Among the demonstrators gathered this morning to warn of the climatic repercussions of TotalEnergies’ activity, were a few left-wing elected officials, in particular LFI-Nupes MEP Manon Aubry. The Belgian scientist François Gemenne, member of the IPCC, was also seen in the crowd, discussing in particular at length with an individual shareholder of the oil major, urging him to vote against the group’s climate strategy, which should be adopted during the GA. . “This general meeting plans to perpetuate the oil company’s strategy: ever more fossil projects and an unfair distribution of superprofits which fuels climate and social injustice”, denounced in a forum at the end of April the associations and collectives 350.org, Alternatiba, Friends of the Earth, ANV-COP21, Attac, Greenpeace, Scientists in Rebellion and XR.

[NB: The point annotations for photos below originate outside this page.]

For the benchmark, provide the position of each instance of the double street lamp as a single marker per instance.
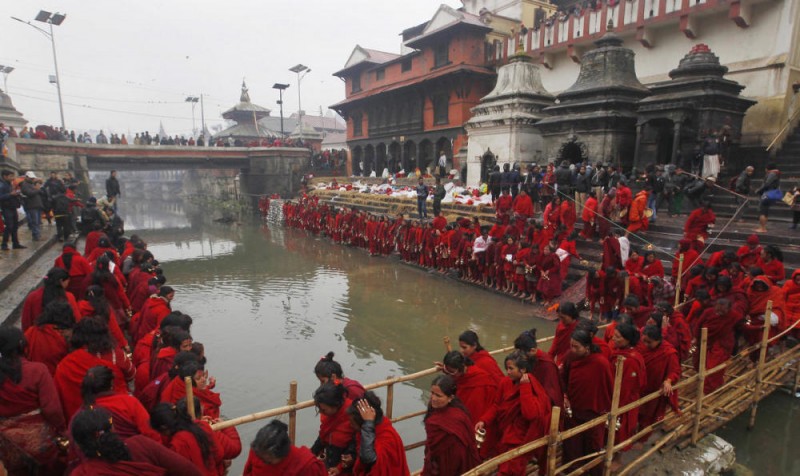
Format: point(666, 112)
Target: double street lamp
point(51, 19)
point(299, 68)
point(280, 87)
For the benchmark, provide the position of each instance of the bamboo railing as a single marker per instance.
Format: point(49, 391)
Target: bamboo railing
point(702, 415)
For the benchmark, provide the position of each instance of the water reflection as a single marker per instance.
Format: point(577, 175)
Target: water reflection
point(269, 302)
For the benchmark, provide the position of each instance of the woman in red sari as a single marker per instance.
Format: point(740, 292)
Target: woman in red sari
point(30, 413)
point(544, 368)
point(470, 346)
point(107, 455)
point(336, 441)
point(476, 389)
point(76, 265)
point(93, 346)
point(328, 369)
point(97, 305)
point(194, 439)
point(53, 288)
point(450, 441)
point(663, 371)
point(588, 383)
point(568, 319)
point(379, 447)
point(202, 384)
point(130, 417)
point(520, 415)
point(634, 378)
point(48, 339)
point(272, 454)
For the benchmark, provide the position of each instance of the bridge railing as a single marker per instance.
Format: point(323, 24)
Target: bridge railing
point(701, 415)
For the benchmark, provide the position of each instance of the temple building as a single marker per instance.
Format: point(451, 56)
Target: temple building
point(9, 114)
point(395, 102)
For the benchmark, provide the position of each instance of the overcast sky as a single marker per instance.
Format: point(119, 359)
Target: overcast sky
point(127, 66)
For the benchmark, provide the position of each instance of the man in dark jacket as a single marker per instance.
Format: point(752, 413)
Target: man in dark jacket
point(112, 189)
point(9, 202)
point(33, 203)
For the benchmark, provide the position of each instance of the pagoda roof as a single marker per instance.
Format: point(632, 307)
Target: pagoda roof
point(245, 108)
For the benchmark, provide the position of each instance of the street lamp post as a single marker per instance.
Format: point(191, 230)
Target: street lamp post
point(194, 100)
point(51, 19)
point(6, 70)
point(299, 68)
point(280, 87)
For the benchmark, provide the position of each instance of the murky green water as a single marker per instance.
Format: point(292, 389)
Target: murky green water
point(268, 302)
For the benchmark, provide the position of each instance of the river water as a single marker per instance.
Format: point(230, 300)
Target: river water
point(268, 302)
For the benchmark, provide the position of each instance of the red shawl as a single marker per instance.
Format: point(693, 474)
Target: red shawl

Inside the Salle Pleyel, at the opening of the GA, which opened as planned at 10 a.m., the CEO of TotalEnergies Patrick Pouyanné defended his group’s strategy at length, while saying that he regretted “the conditions in which this general meeting. “Our company was the major that invested the most to build the energy model of tomorrow which will be based on electricity”, via renewable energies, he underlined. On oil, the big boss also justified himself: “The demand for oil at the global level is growing and if it is not TotalEnergies that meets this demand, others will do it in our place”, a- he asserted. Inaudible arguments for the demonstrators, some of whom call on the state to “force Total to get out of fossil fuels”.